# Resawing mesquite



## Mako Mike (Jun 8, 2006)

Resawing mesquite

Galvbay gave me a chunk of mesquite this weekend. I was resawing it on my 18" Rikon, and was amazed at how easy it was. This was my first time putting some hard mesquite through it.

...
The bandsaw/carbide blade could care less.
...

Granted, it wasn't full height, but I'm going to run a mesquite burl through it that is, then put that on you tube as well.


----------



## bill (May 21, 2004)

seemed to have zero problems, very smooth clean cut


----------



## 3192 (Dec 30, 2004)

MM...that wood had some good looking grain in it! Thanks for making the trip over to The 'Point and doing some horsetrading. I still think I came out ahead 8*)
I oiled up those planer knives and cutterhead and put them up for now. It was nice meeting/visiting you! Let us know how that other mesquite saws up if you can. gb


----------



## Tortuga (May 21, 2004)

Really nice looking work, Mike.. Oughta make a fine flag case...

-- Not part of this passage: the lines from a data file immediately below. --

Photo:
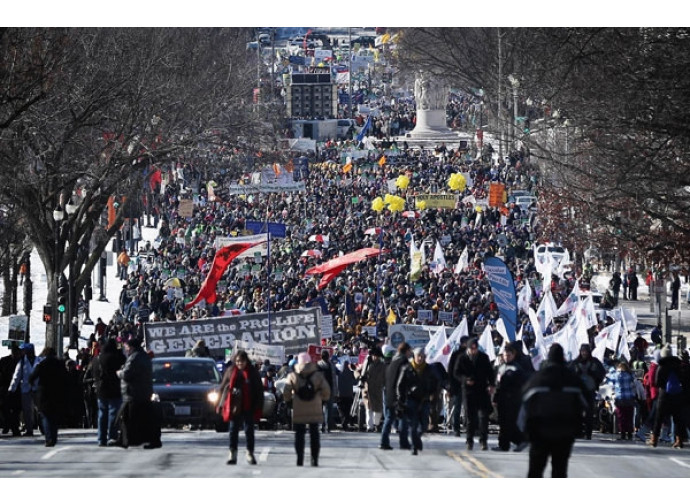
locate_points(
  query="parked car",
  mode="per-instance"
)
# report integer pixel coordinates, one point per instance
(188, 391)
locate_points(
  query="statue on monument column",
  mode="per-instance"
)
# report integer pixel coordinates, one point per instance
(429, 94)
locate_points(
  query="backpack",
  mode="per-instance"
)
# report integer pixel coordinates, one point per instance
(306, 392)
(673, 386)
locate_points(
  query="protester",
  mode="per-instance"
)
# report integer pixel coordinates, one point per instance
(139, 422)
(475, 372)
(553, 402)
(50, 377)
(306, 406)
(20, 382)
(246, 393)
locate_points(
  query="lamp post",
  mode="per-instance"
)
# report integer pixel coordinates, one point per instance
(58, 215)
(71, 209)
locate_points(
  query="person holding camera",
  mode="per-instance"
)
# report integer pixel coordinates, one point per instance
(373, 376)
(247, 393)
(308, 389)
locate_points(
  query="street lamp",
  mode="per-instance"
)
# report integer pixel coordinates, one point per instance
(58, 216)
(71, 209)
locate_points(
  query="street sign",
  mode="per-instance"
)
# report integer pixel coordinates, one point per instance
(276, 229)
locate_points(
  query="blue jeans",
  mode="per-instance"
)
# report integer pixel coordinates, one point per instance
(390, 416)
(418, 417)
(246, 418)
(50, 425)
(107, 419)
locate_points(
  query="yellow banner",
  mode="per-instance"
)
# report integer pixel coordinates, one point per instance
(437, 200)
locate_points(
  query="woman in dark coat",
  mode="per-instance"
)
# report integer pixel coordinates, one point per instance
(245, 378)
(51, 377)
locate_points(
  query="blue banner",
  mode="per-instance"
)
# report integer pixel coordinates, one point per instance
(503, 289)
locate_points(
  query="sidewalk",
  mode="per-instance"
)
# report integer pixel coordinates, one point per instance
(646, 316)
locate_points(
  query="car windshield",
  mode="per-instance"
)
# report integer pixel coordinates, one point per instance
(188, 371)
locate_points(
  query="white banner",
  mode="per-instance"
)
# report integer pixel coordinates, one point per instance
(259, 353)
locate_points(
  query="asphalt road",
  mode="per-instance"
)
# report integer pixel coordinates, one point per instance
(202, 454)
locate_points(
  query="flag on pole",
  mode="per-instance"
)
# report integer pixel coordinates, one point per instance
(439, 261)
(487, 343)
(391, 318)
(436, 350)
(416, 261)
(463, 262)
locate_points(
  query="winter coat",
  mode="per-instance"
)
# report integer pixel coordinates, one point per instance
(103, 371)
(20, 378)
(307, 412)
(479, 370)
(392, 375)
(136, 380)
(553, 402)
(373, 374)
(591, 371)
(50, 376)
(252, 388)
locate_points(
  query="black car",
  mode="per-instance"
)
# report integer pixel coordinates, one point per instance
(188, 391)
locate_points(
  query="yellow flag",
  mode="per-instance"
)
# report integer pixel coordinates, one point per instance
(391, 318)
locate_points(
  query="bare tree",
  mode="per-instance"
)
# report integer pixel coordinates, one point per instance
(104, 106)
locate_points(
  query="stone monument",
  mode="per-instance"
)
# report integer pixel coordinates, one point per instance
(431, 97)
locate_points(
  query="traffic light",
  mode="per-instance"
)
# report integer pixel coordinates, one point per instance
(62, 299)
(47, 314)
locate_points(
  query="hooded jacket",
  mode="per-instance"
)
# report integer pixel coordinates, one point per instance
(307, 412)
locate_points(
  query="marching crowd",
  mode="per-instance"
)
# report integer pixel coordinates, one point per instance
(399, 388)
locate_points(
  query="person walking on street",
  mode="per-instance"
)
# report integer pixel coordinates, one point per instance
(512, 378)
(373, 375)
(675, 291)
(391, 407)
(20, 381)
(246, 390)
(308, 389)
(671, 396)
(50, 376)
(415, 387)
(592, 372)
(103, 370)
(10, 402)
(551, 414)
(329, 372)
(138, 418)
(475, 372)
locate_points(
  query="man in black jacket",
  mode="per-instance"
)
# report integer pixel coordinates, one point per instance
(390, 403)
(553, 402)
(476, 374)
(103, 371)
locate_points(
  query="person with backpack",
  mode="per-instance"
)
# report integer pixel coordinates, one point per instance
(307, 389)
(553, 401)
(671, 396)
(103, 371)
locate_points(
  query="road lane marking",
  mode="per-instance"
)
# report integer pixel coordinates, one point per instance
(679, 462)
(472, 465)
(54, 452)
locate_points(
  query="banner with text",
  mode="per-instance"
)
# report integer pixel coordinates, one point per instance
(294, 330)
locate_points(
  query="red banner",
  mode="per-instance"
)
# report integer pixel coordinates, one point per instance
(221, 261)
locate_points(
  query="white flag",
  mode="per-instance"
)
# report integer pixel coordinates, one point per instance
(439, 260)
(487, 343)
(463, 262)
(436, 350)
(525, 297)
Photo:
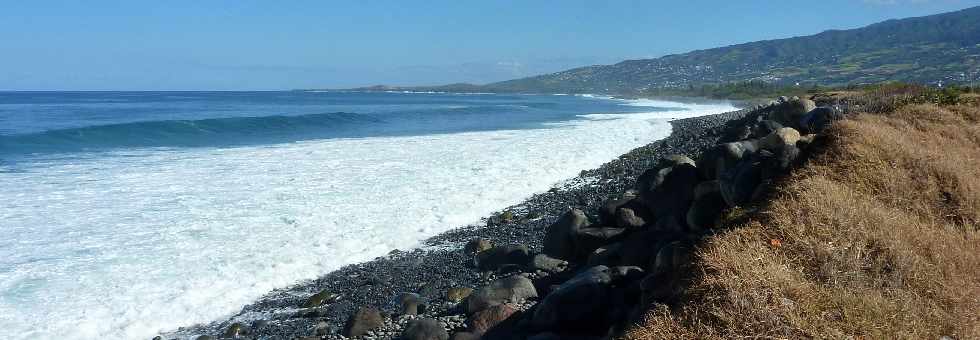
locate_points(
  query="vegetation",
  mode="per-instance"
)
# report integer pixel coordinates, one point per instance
(877, 237)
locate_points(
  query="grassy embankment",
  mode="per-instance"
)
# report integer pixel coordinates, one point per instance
(877, 237)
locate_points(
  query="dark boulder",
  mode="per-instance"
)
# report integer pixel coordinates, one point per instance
(764, 128)
(578, 305)
(707, 207)
(589, 239)
(458, 294)
(559, 241)
(790, 112)
(723, 157)
(671, 190)
(510, 289)
(321, 298)
(607, 211)
(235, 330)
(409, 304)
(364, 320)
(498, 256)
(482, 321)
(477, 245)
(548, 264)
(424, 329)
(780, 138)
(630, 219)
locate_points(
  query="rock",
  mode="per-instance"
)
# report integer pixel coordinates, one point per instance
(672, 190)
(738, 184)
(559, 240)
(607, 211)
(509, 289)
(578, 305)
(425, 329)
(627, 218)
(495, 257)
(588, 240)
(458, 294)
(780, 138)
(607, 255)
(409, 304)
(235, 330)
(484, 320)
(364, 320)
(818, 119)
(723, 157)
(707, 207)
(674, 160)
(321, 298)
(477, 245)
(764, 128)
(322, 328)
(791, 111)
(548, 264)
(465, 336)
(671, 258)
(670, 224)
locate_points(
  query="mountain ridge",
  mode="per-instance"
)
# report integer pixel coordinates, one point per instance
(935, 49)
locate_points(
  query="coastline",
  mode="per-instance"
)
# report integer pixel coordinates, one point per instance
(441, 263)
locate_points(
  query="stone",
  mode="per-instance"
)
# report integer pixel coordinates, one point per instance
(458, 294)
(671, 257)
(790, 112)
(321, 298)
(409, 304)
(235, 330)
(707, 207)
(627, 218)
(670, 224)
(511, 289)
(322, 328)
(495, 257)
(723, 157)
(425, 329)
(578, 304)
(764, 128)
(780, 138)
(465, 336)
(607, 211)
(674, 160)
(364, 320)
(559, 239)
(548, 264)
(818, 119)
(477, 245)
(671, 190)
(738, 184)
(607, 255)
(482, 321)
(588, 240)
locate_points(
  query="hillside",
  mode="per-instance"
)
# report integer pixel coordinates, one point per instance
(869, 240)
(932, 49)
(942, 48)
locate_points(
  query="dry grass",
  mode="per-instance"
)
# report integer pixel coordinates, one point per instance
(876, 238)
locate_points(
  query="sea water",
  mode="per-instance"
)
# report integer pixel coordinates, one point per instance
(127, 214)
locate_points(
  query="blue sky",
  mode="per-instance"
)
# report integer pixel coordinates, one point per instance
(268, 45)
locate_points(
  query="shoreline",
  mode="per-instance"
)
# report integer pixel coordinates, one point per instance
(440, 262)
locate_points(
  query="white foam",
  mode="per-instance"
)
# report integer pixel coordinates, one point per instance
(127, 245)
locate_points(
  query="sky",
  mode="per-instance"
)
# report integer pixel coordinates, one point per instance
(277, 45)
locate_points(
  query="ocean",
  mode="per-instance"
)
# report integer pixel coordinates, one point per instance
(126, 214)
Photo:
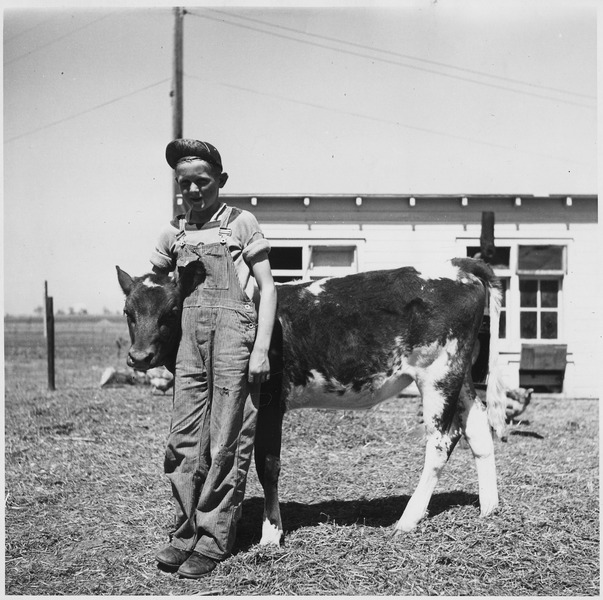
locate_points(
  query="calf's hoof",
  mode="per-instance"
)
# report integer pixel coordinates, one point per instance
(271, 534)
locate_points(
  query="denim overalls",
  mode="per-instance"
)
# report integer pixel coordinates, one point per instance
(213, 420)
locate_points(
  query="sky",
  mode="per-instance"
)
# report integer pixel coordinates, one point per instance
(417, 97)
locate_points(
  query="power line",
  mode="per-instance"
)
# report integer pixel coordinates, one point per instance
(382, 120)
(88, 110)
(392, 62)
(24, 31)
(405, 56)
(58, 39)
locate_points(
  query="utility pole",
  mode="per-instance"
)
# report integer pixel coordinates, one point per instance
(176, 95)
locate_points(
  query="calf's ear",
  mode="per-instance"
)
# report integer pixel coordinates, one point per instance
(125, 281)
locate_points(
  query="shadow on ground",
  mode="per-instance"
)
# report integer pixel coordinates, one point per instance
(378, 512)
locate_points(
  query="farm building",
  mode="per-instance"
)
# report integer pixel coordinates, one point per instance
(545, 249)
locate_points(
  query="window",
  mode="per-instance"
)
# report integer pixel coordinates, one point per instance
(306, 261)
(532, 283)
(540, 269)
(286, 263)
(539, 308)
(327, 261)
(550, 259)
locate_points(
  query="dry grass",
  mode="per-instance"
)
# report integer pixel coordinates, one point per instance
(87, 504)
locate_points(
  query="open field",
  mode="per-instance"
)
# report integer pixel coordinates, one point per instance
(87, 503)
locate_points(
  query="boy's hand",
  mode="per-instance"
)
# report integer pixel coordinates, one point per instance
(259, 366)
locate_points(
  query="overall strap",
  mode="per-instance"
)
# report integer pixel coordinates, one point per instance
(182, 231)
(225, 231)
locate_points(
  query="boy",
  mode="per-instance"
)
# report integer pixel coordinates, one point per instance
(222, 358)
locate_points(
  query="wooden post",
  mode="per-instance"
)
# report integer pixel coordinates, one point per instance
(176, 94)
(486, 240)
(49, 318)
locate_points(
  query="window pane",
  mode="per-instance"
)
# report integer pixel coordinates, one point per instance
(282, 257)
(548, 325)
(527, 325)
(549, 291)
(333, 256)
(504, 284)
(532, 258)
(528, 289)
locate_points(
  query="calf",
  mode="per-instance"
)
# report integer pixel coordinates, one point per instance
(353, 342)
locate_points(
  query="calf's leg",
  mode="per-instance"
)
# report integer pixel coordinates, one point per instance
(475, 426)
(443, 431)
(267, 458)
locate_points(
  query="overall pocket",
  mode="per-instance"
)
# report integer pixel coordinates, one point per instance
(216, 269)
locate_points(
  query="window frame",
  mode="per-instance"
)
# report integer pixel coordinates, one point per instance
(307, 245)
(513, 341)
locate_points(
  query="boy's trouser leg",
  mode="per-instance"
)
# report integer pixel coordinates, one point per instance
(187, 455)
(232, 433)
(212, 433)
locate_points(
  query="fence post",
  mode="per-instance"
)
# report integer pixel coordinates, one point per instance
(49, 318)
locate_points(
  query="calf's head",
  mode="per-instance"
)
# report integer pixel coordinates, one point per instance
(153, 307)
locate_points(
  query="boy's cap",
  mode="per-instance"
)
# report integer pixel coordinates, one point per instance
(185, 148)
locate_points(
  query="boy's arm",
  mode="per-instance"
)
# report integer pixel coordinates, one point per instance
(259, 365)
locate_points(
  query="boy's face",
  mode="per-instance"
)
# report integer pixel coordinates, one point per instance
(200, 183)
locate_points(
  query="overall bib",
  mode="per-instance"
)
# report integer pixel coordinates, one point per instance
(214, 413)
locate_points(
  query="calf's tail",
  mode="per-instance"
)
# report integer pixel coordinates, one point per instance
(495, 389)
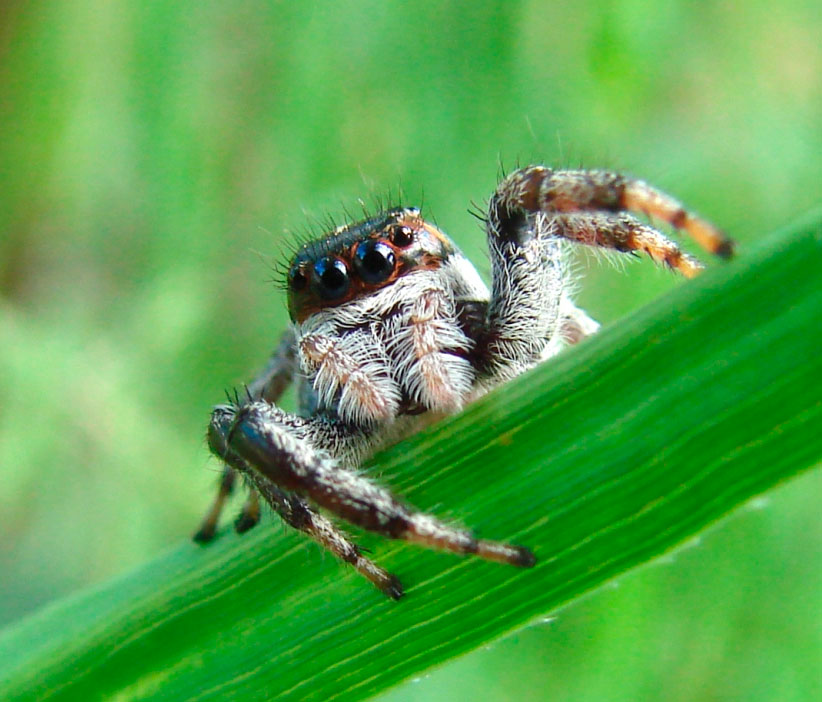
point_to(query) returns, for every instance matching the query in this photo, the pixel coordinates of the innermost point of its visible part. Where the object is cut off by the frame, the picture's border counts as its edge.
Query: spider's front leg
(294, 510)
(293, 456)
(529, 215)
(269, 385)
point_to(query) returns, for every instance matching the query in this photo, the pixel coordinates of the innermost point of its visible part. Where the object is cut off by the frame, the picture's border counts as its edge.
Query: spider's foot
(506, 553)
(245, 521)
(205, 534)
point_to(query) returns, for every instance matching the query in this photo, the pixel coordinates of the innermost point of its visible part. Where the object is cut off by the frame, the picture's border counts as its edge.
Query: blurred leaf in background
(152, 157)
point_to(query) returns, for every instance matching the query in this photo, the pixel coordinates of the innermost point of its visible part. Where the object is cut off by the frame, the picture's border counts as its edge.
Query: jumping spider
(392, 325)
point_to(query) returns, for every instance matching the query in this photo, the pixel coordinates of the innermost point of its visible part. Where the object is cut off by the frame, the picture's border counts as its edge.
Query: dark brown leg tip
(525, 557)
(204, 535)
(393, 588)
(726, 249)
(245, 522)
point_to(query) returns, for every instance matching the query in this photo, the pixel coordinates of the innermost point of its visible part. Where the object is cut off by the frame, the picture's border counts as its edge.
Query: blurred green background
(152, 156)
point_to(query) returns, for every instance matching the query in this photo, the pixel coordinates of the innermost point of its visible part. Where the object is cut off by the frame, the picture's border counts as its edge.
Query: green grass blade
(599, 461)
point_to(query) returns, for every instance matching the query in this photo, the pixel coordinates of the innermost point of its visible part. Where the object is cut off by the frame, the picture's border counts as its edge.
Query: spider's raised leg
(294, 454)
(532, 210)
(270, 385)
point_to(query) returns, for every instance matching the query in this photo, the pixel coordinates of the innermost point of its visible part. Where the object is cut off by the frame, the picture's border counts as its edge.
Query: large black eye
(374, 261)
(331, 278)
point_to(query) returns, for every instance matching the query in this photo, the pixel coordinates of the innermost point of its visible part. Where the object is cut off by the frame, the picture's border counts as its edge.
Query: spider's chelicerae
(391, 322)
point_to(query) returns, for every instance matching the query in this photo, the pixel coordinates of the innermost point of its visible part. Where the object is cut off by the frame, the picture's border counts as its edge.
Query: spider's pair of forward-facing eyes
(373, 260)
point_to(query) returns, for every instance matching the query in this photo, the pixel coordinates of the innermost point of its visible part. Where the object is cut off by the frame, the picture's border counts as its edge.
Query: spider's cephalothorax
(391, 321)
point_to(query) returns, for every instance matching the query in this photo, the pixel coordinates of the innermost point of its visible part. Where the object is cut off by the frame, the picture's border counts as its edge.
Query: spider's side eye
(374, 261)
(402, 236)
(297, 280)
(331, 278)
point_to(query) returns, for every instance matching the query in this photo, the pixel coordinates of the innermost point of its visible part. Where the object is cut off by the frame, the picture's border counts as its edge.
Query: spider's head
(358, 259)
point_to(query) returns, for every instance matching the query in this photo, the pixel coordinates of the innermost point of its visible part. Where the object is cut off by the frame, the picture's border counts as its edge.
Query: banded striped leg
(535, 207)
(281, 448)
(601, 194)
(270, 384)
(295, 511)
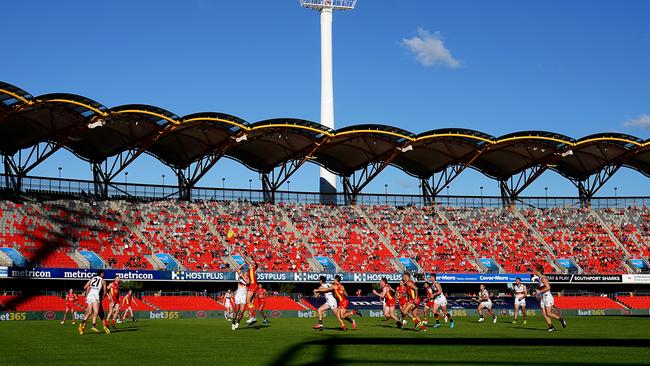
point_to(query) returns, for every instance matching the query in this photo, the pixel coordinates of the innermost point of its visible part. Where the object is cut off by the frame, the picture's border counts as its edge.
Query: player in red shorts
(70, 305)
(127, 302)
(114, 303)
(414, 302)
(342, 312)
(251, 289)
(428, 304)
(388, 295)
(402, 299)
(260, 301)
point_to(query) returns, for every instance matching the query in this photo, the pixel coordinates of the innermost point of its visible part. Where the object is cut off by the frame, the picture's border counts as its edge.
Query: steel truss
(106, 171)
(432, 187)
(353, 184)
(273, 180)
(588, 187)
(17, 166)
(512, 187)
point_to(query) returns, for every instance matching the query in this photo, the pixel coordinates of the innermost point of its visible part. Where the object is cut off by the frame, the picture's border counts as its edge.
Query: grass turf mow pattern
(586, 341)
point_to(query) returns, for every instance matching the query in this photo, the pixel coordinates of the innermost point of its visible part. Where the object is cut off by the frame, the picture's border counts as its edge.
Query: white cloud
(429, 49)
(642, 122)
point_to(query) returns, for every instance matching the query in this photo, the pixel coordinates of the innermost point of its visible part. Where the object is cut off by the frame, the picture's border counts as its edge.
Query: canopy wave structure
(32, 128)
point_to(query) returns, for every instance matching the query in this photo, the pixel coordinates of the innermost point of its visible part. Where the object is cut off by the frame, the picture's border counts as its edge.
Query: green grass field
(586, 341)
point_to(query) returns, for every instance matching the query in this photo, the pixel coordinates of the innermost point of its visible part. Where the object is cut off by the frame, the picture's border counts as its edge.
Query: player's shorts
(240, 296)
(343, 304)
(331, 303)
(415, 302)
(547, 300)
(520, 301)
(487, 304)
(441, 300)
(92, 298)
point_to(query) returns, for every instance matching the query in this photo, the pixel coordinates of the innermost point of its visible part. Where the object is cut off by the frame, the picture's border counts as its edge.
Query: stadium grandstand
(103, 223)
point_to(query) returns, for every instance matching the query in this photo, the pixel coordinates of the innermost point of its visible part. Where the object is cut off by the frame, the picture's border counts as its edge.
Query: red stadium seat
(635, 302)
(586, 302)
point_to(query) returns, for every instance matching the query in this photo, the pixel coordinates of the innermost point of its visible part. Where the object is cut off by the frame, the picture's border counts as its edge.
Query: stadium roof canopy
(96, 133)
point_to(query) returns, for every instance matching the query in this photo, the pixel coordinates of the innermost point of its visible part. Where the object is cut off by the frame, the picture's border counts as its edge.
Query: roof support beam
(23, 161)
(444, 178)
(588, 187)
(439, 181)
(512, 187)
(189, 176)
(355, 183)
(106, 171)
(274, 179)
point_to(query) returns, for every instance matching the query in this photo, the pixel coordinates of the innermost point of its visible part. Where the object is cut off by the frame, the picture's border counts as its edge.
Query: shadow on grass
(330, 355)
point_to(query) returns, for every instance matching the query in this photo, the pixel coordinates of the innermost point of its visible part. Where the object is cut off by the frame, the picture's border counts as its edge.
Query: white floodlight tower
(326, 8)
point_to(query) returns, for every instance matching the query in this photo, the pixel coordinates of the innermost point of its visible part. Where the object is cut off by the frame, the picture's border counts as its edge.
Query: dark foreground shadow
(331, 356)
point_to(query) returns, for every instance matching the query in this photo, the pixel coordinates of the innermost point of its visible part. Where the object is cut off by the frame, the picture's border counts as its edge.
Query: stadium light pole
(546, 195)
(326, 8)
(386, 192)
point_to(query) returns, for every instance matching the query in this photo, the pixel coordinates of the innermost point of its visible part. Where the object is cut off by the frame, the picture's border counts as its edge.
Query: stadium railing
(122, 190)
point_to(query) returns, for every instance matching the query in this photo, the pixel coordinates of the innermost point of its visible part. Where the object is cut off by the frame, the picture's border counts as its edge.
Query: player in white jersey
(240, 297)
(485, 303)
(546, 300)
(440, 303)
(520, 292)
(330, 302)
(227, 300)
(95, 289)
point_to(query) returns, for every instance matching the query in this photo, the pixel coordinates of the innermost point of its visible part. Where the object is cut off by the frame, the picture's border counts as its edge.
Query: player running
(485, 303)
(387, 295)
(546, 301)
(520, 292)
(127, 303)
(240, 297)
(402, 299)
(260, 302)
(341, 295)
(413, 302)
(70, 305)
(330, 303)
(113, 303)
(94, 290)
(440, 303)
(251, 290)
(229, 303)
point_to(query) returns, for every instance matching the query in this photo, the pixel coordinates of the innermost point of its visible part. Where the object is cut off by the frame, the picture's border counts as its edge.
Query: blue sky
(573, 67)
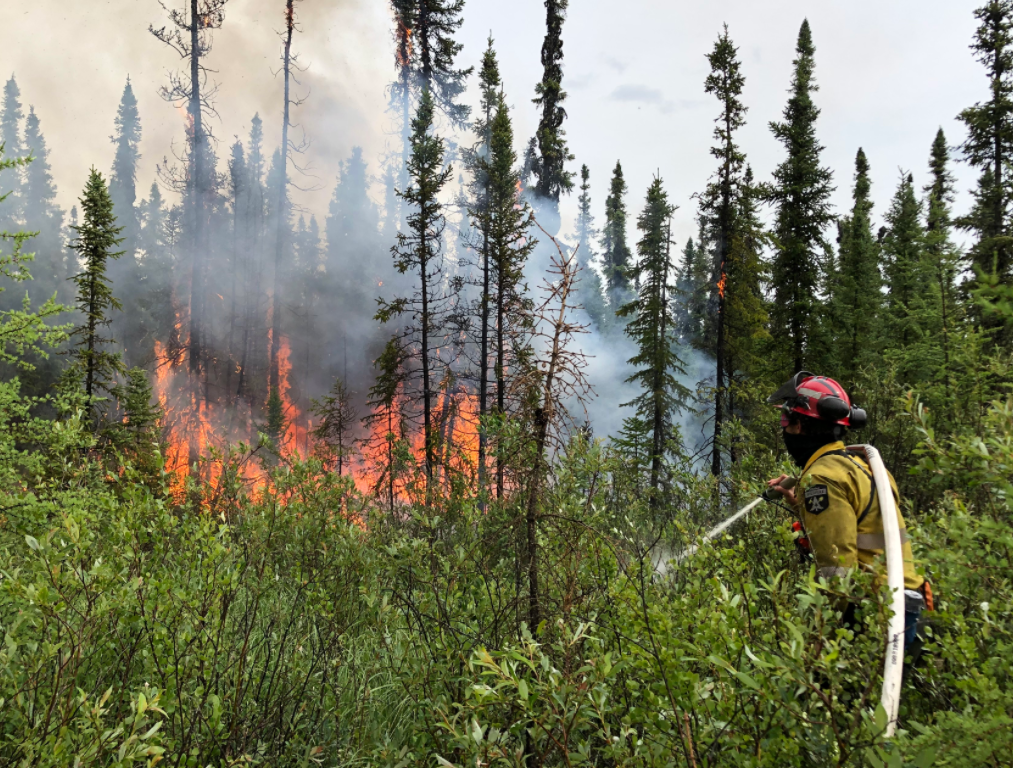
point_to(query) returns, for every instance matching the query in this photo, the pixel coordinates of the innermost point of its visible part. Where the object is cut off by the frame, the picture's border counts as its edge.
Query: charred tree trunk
(657, 442)
(426, 373)
(283, 194)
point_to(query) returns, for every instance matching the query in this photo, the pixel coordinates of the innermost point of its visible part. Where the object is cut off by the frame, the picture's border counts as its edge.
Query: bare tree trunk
(483, 367)
(198, 203)
(657, 442)
(283, 195)
(500, 378)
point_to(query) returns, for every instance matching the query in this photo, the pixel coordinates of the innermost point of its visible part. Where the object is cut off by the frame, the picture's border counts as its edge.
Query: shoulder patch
(816, 498)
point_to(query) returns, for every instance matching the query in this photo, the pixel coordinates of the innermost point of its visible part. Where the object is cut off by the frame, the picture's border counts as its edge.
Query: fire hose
(893, 663)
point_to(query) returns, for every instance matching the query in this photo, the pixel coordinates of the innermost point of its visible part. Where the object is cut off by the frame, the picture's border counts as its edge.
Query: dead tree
(554, 376)
(189, 35)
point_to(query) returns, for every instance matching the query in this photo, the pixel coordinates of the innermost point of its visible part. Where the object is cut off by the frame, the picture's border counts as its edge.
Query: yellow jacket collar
(837, 445)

Envy you that saw...mine wanders all over the place...LOL


----------



## Mako Mike (Jun 8, 2006)

Tortuga said:


> Really nice looking work, Mike.. Oughta make a fine flag case...
> 
> Envy you that saw...mine wanders all over the place...LOL


A 1" blade and a lot of tension pretty much takes care of the wandering.


----------



## Tortuga (May 21, 2004)

I noticed that 1" blade.. That will be my next purchase as soon as I skrew up the 1/2" one I have on it now...(if that will fit on my little bandsaw...but I am pretty sure it will)... Thanks for the advice...


----------



## Viking48 (Jan 24, 2006)

I'm disappointed - thought sure you would throw that big chunk of cedar on the saw and whack it into little pieces.


----------



## Mako Mike (Jun 8, 2006)

Hehe, soon Tom...soon.

Till then: Enjoy 

Jim, This is from the hollow log you gave me. I think I am edging ahead on the "Who got the better deal"!

The video is long, with a compilation of several video's, a time lapse setup, the cut, afternotes, & pictures (I was playing with the Youtube video editor... I'm diggin my camera's time lapse setting. The only thing that sucks is if you want to point something out, you have to stand there for about 15 seconds so you can get a decent shot of what the heck is going on.)

Anyway. The interesting stuff is just about minute 10.

MM


----------



## 3192 (Dec 30, 2004)

MM....that bandsaw is *IMPRESSIVE*! Looks like you have it tuned and tweaked to perfection. That wood is beautiful....those little 'flecks' are going to jump out with the right finish. Thanks for sharing. gb


----------